Echo And The Bunnymen e la neopsichedelia.

Qualcuno ricorda quando si parlava di neopsichedelia? Siamo intorno alla fine anni 70, più inizio anni 80 e in quel di Liverpool fiorì una scena che, fregiandosi del solito termine coniato ad hoc dal giornalismo d’Albione, di cose da dire ne aveva parecchie.
Gli svettanti alfieri rispondevano al nome di Julian Cope, il neo druido che con i suoi Teardrop Explodes fece della lallazione post natale una vera e propria bandiera pop, e Ian MacCulloch detto Lips con Echo And The Bunnymen che, con una batteria elettronica, appunto l’Echo dell’egida, e due sodali quali Will Sergeant alla chitarra e Les Pattinson al basso, andò a tappare l’ennesimo buco lasciato dalla latitanza del Duca bianco in quegli anni…

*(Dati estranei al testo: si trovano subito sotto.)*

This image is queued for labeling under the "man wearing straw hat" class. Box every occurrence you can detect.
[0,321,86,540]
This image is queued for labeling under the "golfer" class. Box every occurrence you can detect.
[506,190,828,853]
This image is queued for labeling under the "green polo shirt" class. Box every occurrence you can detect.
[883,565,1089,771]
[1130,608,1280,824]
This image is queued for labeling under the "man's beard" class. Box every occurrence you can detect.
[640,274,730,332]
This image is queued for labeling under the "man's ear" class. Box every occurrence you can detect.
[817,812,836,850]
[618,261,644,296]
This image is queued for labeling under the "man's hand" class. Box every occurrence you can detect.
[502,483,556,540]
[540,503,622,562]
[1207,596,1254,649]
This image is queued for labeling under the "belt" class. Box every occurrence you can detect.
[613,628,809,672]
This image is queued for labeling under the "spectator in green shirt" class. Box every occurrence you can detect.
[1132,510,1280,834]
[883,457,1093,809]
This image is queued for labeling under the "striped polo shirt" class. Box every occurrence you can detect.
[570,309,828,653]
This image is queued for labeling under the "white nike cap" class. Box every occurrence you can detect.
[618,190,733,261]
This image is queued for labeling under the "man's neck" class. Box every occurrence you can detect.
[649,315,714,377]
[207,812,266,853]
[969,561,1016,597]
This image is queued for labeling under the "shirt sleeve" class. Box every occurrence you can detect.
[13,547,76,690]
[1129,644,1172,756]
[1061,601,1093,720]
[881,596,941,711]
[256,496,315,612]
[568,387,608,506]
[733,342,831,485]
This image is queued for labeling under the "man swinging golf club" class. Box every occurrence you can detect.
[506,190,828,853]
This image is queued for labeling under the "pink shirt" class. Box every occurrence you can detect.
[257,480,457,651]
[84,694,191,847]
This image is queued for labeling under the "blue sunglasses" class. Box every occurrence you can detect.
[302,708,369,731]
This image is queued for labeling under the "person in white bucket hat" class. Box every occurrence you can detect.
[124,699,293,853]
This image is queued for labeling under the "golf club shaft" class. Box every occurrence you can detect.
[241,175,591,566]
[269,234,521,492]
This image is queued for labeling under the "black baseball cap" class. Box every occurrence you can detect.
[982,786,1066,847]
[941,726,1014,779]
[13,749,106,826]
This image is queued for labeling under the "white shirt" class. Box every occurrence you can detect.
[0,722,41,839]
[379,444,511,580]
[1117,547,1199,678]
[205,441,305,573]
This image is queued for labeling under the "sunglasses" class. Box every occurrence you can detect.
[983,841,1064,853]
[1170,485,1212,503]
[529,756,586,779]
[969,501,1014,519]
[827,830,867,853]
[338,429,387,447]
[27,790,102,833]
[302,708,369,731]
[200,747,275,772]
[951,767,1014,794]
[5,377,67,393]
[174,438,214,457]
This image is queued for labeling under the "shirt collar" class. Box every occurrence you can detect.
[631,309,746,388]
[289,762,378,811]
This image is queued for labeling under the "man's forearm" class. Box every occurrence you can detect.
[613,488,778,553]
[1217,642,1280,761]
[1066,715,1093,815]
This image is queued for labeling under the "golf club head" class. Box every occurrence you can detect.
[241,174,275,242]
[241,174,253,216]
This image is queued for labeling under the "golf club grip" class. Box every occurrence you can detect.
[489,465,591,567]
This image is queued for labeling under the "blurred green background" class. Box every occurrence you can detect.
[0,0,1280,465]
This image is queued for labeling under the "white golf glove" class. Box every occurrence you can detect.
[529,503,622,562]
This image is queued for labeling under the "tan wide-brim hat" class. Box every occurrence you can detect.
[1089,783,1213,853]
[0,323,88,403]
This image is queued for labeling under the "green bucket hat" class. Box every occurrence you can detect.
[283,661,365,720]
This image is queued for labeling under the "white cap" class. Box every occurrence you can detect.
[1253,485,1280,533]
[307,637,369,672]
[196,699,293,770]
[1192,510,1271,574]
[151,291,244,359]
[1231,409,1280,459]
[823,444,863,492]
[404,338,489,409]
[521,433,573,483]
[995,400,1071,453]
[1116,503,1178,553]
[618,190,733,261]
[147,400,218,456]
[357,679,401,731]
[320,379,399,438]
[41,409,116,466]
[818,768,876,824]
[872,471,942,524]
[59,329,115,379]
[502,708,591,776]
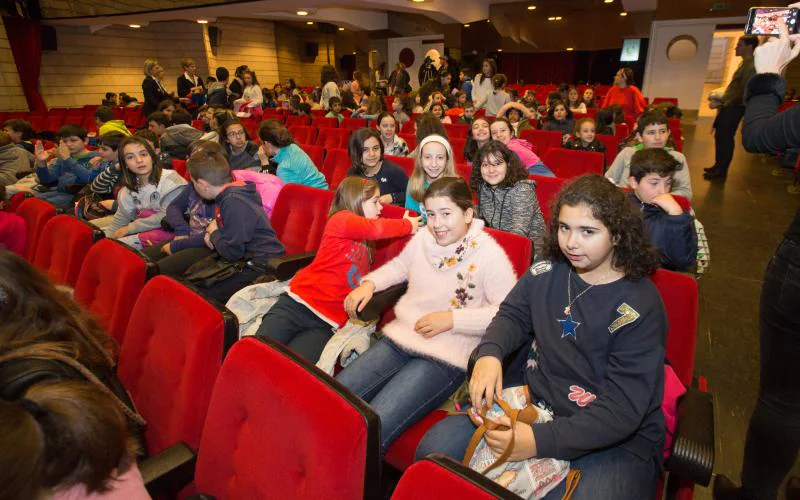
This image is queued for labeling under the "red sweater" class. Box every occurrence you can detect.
[602,85,645,116]
[0,210,28,256]
[289,210,411,327]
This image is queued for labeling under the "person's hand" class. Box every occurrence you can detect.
[469,356,503,411]
[484,415,536,462]
[33,141,50,162]
[58,141,69,160]
[754,18,800,75]
[403,210,422,234]
[114,226,128,239]
[344,281,375,319]
[414,311,453,339]
[650,193,683,215]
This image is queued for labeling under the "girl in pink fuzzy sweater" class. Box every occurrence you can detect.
[337,177,516,452]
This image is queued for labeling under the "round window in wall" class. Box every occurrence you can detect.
[667,35,697,62]
[398,47,414,68]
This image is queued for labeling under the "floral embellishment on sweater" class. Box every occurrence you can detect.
[439,237,478,269]
[450,264,478,309]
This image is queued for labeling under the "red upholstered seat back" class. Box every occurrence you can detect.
[652,269,698,387]
[386,155,414,177]
[530,175,566,224]
[118,276,225,454]
[519,128,561,155]
[322,148,352,191]
[33,215,103,286]
[542,148,603,179]
[316,128,351,149]
[270,184,333,255]
[75,239,152,345]
[195,337,380,500]
[486,228,533,278]
[17,198,56,262]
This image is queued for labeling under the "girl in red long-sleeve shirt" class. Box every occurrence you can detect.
[601,68,645,116]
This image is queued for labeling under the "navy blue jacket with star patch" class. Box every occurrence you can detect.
[476,262,667,463]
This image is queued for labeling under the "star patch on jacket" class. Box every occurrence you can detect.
[608,302,640,333]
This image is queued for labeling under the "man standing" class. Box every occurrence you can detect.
[703,36,758,179]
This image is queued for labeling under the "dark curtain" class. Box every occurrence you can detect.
[3,17,47,112]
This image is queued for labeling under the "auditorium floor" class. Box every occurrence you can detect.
[683,118,800,499]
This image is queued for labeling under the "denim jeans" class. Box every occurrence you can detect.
[742,239,800,500]
[336,337,466,454]
[528,162,556,177]
[416,415,660,500]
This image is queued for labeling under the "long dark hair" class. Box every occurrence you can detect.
[117,135,163,192]
[469,140,528,193]
[546,175,658,280]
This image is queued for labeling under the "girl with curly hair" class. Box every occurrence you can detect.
[417,175,667,500]
[470,141,545,255]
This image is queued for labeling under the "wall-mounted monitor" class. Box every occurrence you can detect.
[619,38,642,62]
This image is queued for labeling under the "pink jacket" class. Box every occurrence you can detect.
[0,210,28,256]
[507,137,542,169]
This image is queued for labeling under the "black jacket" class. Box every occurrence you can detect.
[211,182,286,266]
[742,73,800,243]
[628,192,697,272]
[142,76,172,117]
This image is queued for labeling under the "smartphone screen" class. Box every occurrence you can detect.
[745,7,798,36]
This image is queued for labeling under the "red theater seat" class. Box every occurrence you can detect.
[542,148,605,179]
[16,198,56,262]
[75,239,157,345]
[392,454,520,500]
[33,215,104,287]
[118,276,239,455]
[142,337,381,500]
[316,128,351,150]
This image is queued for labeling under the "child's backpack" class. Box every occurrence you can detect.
[233,170,283,219]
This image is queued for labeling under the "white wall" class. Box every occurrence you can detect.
[642,18,744,109]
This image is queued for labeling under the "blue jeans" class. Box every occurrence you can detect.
[416,415,660,500]
[336,337,466,454]
[528,162,556,177]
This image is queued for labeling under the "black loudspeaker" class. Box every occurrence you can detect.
[317,23,339,35]
[208,26,222,50]
[306,42,319,59]
[41,25,58,50]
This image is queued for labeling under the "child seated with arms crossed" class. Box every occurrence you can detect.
[628,149,697,272]
[563,118,606,170]
[186,148,285,304]
[101,136,186,250]
[336,177,516,453]
[470,141,546,255]
[418,175,667,500]
[325,96,344,124]
[606,110,692,200]
[489,118,555,177]
[405,134,457,215]
[256,177,420,363]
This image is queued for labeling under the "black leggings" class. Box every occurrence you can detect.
[742,240,800,500]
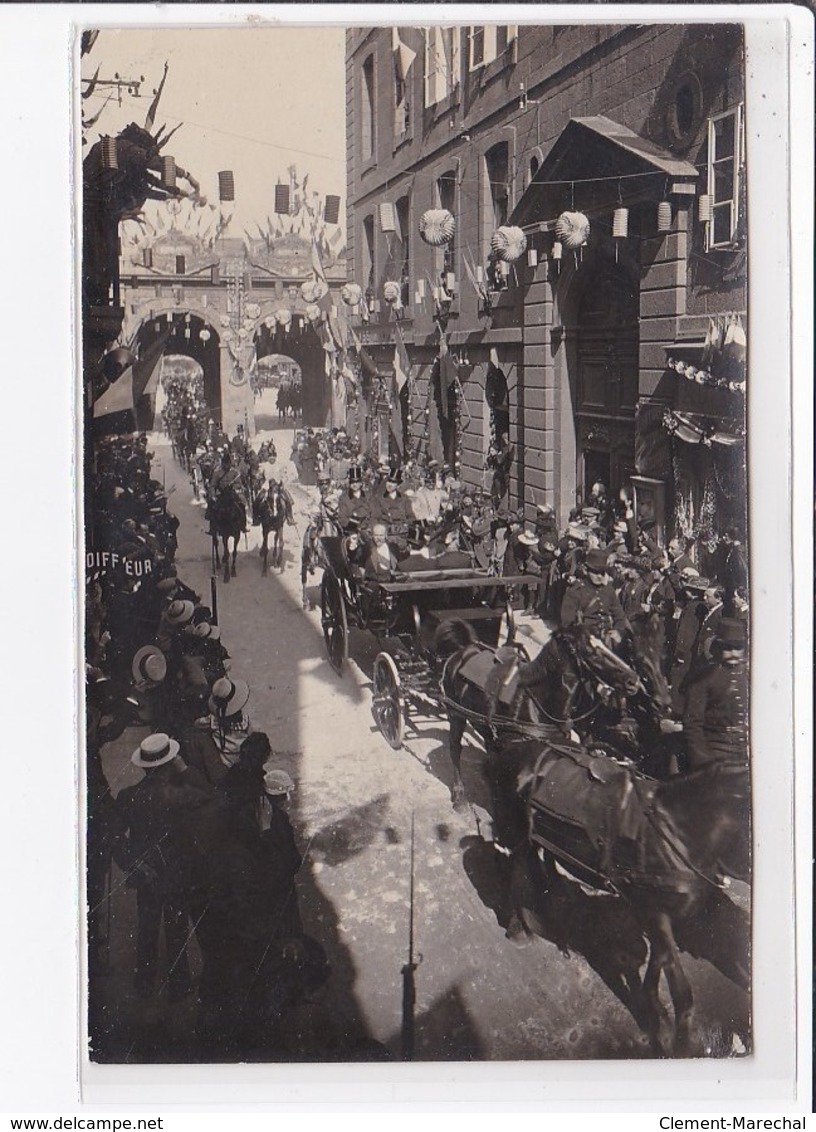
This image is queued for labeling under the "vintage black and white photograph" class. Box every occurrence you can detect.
[75,19,756,1065]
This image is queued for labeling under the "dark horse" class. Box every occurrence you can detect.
[518,741,750,1056]
[209,484,247,582]
[433,620,671,809]
[257,480,294,576]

The Stars The Oceans & The Moon e la carriera di Echo And The Bunnymen
Una carriera sino ad un certo punto di tutto rispetto quella dei conigli antropomorfi, almeno sino al quinto disco eponimo. Poi una serie di defezioni, scioglimenti, ricongiungimenti e via ciarlando sino ad arrivare ad oggi e a questa operina di cui mi appresto a disquisir.
Allora, trattasi di operazione nostalgia. A parte due inediti, siamo infatti di fronte a classici della band trasformati (parole loro) e quindi completamente risuonati e, soprattutto, ricantati. Ora, a parte chiedersi il senso di risuonare brani che erano assolutamente perfetti all’epoca in cui uscirono, pare di trovarsi di fronte ad un promo per i concerti dal vivo che il gruppo non ha mai smesso di elargire ai fans, per cui l’effetto è abbastanza straniante trattandosi, invece, di versioni in studio.
Arrangiamenti nuovi per canzoni già perfette
I nuovi arrangiamenti sottraggono gli originali quella vis epocale che fu e appaiono qua e la intrusioni di nuove sonorità che snaturano anziché arricchire. Pazienza, la cosa invece che trovo interessante è come la voce di McCulloch denoti sfumature anagrafiche importanti che ci restituiscono sensazioni di empatica benevolenza. Nelle corde vocali si sentono gli anni passati, i vizi e gli stravizi, i dolori dell’avanzare e talvolta la stanchezza del necessario proseguire. Insomma, uno spettro aurale molto generazionale.
I due inediti, si diceva, sono The Somnambulist e How far? Cartine tornasole che ancora qualcosa di imparare e cantare c’è ma, decisamente, considerate troppo poco per un lavoro a lunga durata che immagino tra un biennio arriverà.
Da ascoltare senza pregiudizi e senza aspettative.